Yang keluar dari semak-semak hanyalah seekor Berang-berang kecil yang sedikit aneh. Karena Berang-berang itu memiliki semacam pola berbentuk aneh di punggungnya saat berjalan.
Liyura memiringkan kepalanya saat melihat Berang-berang yang baru saja lewat itu. Sedangkan Ryan dan Zayn terlihat berdiskusi tentang sesuatu yang bersifat pribadi.
"Apa!? Kau telah menjadi Pemburu Vampir!?"
Suara nyaring Ryan membuat Liyura menoleh.
"Ya, itu benar. Kau selama ini ada di mana? kenapa tidak pernah muncul? Katanya kau ada bersama Liyura."
"Aku memang selalu bersama dengan Nona Liyura. Katanya sih aku ada di dalam dunia segelnya."
"Oh, begitu ya, Pantas saja."
"Hah? Kau mengerti tentang dunia segel?"
"Hmm, bukankah dunia segel itu adalah dunia yang berbeda dari dunia yang kita injak sekarang? Apakah aku salah?"
Zayn terlihat memandang ke atas sambil memikirkan istilah tentang dunia segel dengan mendeskipsikan apa yang di pikirkan otaknya.
Liyura mendengarnya terlihat tertarik karena mereka berdua membicarakan mengenai dirinya. Akhirnya gadis itu menghampiri keduanya dan menjelaskan secara rinci.
"Dunia segel memang adalah dunia yang berbeda dari dunia tempat kita berada. Tapi dunia segel adalah tempat yang seseorang segel agar tempat itu tidak diketahui siapapun.

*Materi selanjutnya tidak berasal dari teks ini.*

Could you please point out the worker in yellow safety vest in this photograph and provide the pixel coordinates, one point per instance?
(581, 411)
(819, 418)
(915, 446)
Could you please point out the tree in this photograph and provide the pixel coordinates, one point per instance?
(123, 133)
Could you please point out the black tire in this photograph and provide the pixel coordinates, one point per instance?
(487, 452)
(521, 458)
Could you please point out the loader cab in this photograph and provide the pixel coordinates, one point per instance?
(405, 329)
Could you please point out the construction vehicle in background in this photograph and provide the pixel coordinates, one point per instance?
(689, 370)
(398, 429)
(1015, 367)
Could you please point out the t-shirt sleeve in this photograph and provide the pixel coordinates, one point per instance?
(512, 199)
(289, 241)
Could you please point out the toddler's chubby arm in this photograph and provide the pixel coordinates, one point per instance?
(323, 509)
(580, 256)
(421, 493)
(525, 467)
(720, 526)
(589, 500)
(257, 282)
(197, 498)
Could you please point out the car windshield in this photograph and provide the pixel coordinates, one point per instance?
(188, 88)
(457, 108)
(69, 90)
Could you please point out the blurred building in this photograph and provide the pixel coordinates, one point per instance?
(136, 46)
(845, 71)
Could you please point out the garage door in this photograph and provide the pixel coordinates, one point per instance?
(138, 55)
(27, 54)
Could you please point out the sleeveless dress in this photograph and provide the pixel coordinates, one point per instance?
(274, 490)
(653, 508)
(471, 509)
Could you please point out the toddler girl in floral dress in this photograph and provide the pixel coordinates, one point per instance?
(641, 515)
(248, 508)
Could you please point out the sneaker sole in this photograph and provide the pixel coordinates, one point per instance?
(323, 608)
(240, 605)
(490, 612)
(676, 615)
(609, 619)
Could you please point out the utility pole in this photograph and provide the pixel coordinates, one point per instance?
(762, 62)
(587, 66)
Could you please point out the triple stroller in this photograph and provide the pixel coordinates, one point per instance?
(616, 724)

Entahlah ya, aku sebenarnya juga tidak begitu mengerti tentang dunia segel tapi ketika berada di dunia itu, ketika serasa ada di dunia lain dan waktunya berbeda dari tempat kita berada sekarang. Seperti Ryan, dia sudah ada di dunia segelku selama 5 hari di dunia ini tapi di sana telah berlangsung selama 5 bulan."
Ryan yang mendengarnya menjadi sangat terkejut, "Bukankah artinya Nona punya shir ruang dan waktu seperti yang pernah di ceritakan oleh guru Eden?"
Liyura terlihat berpikir dan menjawab, "Tidak, yang ini berbeda. Sebenarnya aku mendapatkan dunia itu karena Aver memberikannya padaku tempat tinggal Magic Animal dengan membawanya bersamaku dengan menyegelnya di dalam tubuhku. Dan hal ini tidak bisa dibilang jika aku menguasai sihir ruang dan waktu."
"Lalu kenapa perbedaan dunia ini dan dunia segel terpaut sangat jauh? Seperti waktunya yang lebih lama daripada dunia luar. "
"Nama artian dari kata 'Segel' adalah menyegel atau menyimpan, mengunci, dan menghentikan segala sesuatu. Aku memang tidak begitu paham garis besarnya seperti Aver, aku hanya menyimpulkan kata-kata yang ada di otakku. Alasan waktu di dunia luar dan dunia segel terpaut jauh karena dunia itu sama saja berada di luar dunia kita berada."
"Atau mungkin bisa diartikan apakah kalian tahu pelajaran tentang alam semesta?"
Ryan dan Zayn saling tatap-menatap dan menggeleng polos bersamaan. Liyura yang melihat gelengan mereka menjadi sedikit lesu karena dia sama saja sia-sia harus menceritakan semua hal yang cukup panjang.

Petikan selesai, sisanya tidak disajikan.